Sensitive redevelopment reaches new peak
Planning permission has been granted for a £19 million scheme on a Hove hilltop site. The new development, in the area known locally as Snakey Hill, will deliver 69 apartments on the edge of the South Downs National Park. Traffic safety concerns were dealt with to the satisfaction of the planning authority, paving the way for the scheme to gain approval.
Developer Mike Holland of Threadneedle Estates has worked with Motion on the project. “We were very pleased with the outcome. Motion just got on with the job. It was apparent from the beginning that the company’s knowledge and experience would help us to win the argument. It was advice worth listening to.”
Motion successfully addressed concerns about future traffic volumes and the proposed new junction layout, close to a roundabout by the A27 trunk road. Managing Director Phil Bell explains, “Paragraph 32 of the National Planning Policy Framework states that development should only be prevented or refused on transport grounds where the residual cumulative impacts of development are severe.”
The land at Court Farm House is adjacent to King George VI Avenue, approximately five kilometres to the north of Brighton city centre. The road forms an eastern boundary for the site and connects it to the centre of Hove, and Brighton via the A27 and A210.

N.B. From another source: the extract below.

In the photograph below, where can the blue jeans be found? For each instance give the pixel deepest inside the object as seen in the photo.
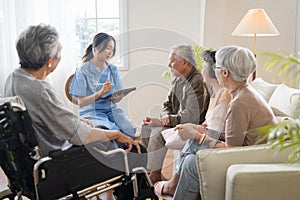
(191, 147)
(188, 184)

Vehicular and pedestrian access enhanced
Vehicular access to the new development will be provided by an upgraded priority-controlled junction on King George VI Avenue, and a right-hand turn lane for southbound drivers from the Dyke Road roundabout. The site is accessible by sustainable modes of transport. Pedestrian links will be enhanced with a footway to the north of the avenue and a pedestrian refuge island. The island will provide a safer pedestrian crossing for Court Farm residents and improve links from the development to existing pathways and pedestrian routes towards the local road network and bus services.
Mike Holland continues, “The Motion team was able to satisfy the traffic and transport questions in every respect. The sensitive redevelopment of the area, and the much-needed new housing it will offer, will help to transform this significant site on the edge of the South Downs National Park.”
More sustainable travel choices
The Brighton and Hove Local Plan ‘saved policies’ recommended that development proposals should provide for the demand they create, and that the demand shall be met by a range of non-car modes. A travel plan will help bring about a reduction in single occupancy, private car usage in favour of more sustainable travel choices by residents and visitors.
The land is identified for a mixed-used development in the draft City Plan, to include housing, office space and a new school. The transport strategy in the draft policy aims to enhance road safety on King George VI Avenue and improve sustainable transport links to the area.
Phil Bell adds, “Planning permission was granted at appeal in January 2014 for a 58-bedroom care home and five detached houses. In this respect, the principle of development at the site had therefore already been established.”
This article first appeared in the Summer 2017 issue of Insight.